Bridge, Town Parks, Co. Tipperary
Co. Tipperary |
Bridges & Crossings
Along the River Suir, a large rectangular recess built into the parapet of an old stone bridge goes by the name of Nailers House.
It is one of several pedestrian refuges worked into the fabric of this crossing between Carrick-on-Suir and Carrickbeg, where the triangular cutwaters on the upriver face have been extended upward to offer shelter to anyone stepping aside from passing traffic. The arrangement is quietly ingenious, and it points to a structure that has been adapted and added to over a very long span of time.

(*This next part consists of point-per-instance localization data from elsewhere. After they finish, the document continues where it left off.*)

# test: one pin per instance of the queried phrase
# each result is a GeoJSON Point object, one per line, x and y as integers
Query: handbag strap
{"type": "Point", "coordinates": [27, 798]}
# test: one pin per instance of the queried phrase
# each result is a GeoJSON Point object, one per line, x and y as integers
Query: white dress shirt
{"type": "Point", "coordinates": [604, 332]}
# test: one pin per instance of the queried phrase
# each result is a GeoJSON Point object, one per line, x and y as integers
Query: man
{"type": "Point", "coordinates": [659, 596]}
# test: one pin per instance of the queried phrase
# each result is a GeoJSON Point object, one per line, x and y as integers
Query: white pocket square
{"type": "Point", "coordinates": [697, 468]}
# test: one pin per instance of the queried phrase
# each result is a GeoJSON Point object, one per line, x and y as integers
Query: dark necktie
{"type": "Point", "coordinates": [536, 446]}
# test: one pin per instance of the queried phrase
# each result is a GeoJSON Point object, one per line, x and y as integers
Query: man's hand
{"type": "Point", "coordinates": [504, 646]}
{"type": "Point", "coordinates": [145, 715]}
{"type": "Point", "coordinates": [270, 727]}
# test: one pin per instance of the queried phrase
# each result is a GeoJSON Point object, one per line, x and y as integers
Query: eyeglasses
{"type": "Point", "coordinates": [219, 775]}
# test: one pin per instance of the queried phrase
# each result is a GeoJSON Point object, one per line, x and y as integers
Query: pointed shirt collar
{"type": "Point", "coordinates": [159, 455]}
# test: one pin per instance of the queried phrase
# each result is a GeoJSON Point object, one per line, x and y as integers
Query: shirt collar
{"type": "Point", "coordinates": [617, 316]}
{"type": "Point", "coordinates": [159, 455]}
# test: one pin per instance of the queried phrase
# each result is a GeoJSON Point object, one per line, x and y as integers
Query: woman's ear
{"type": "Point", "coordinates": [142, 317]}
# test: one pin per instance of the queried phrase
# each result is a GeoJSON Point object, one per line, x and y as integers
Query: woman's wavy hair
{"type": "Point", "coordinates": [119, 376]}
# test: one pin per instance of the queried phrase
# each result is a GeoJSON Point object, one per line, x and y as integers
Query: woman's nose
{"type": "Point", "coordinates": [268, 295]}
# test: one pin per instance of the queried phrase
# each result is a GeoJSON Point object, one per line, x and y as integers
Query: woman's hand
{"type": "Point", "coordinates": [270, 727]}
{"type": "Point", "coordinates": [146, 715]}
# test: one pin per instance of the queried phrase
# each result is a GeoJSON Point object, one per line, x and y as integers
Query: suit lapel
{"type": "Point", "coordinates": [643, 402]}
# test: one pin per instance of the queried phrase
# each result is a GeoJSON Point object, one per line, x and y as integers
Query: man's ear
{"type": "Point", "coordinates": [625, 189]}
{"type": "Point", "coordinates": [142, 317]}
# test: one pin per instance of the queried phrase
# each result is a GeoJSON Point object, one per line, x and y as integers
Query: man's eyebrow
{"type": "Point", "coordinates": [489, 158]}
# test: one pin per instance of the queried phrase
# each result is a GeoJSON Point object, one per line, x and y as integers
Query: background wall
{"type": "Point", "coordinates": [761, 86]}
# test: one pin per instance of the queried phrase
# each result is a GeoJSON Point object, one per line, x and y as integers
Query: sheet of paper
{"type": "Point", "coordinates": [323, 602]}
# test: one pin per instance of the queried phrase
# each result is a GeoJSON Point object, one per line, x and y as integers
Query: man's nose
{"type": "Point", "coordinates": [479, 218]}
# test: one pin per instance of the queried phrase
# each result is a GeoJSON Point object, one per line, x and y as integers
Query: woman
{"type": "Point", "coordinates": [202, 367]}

The bridge's origins reach back at least as far as the mid-fourteenth century. Pontage grants, which were tolls levied specifically to fund bridge construction and repair, were recorded between 1343 and 1356, and some elements of the existing structure may survive from that period. The eight-arch span stretching 91.4 metres across the Suir has been dated by some scholars to 1447, though others place its construction in the sixteenth century, and the question has not been fully resolved. What is clear is that the bridge was already established enough to appear on the Down Survey map of 1656, one of the earliest systematic cartographic records of Irish land. The southernmost arch complicates the picture further: it was widened in the late eighteenth or early nineteenth century to more than double its original span, reaching 15.2 metres against the standard 6-metre width of the other arches. An excavation in 2001 uncovered an additional arch whose date, assessed from its form, may be either fifteenth- or seventeenth-century, adding another unresolved layer to a bridge that resists any single, clean chronology.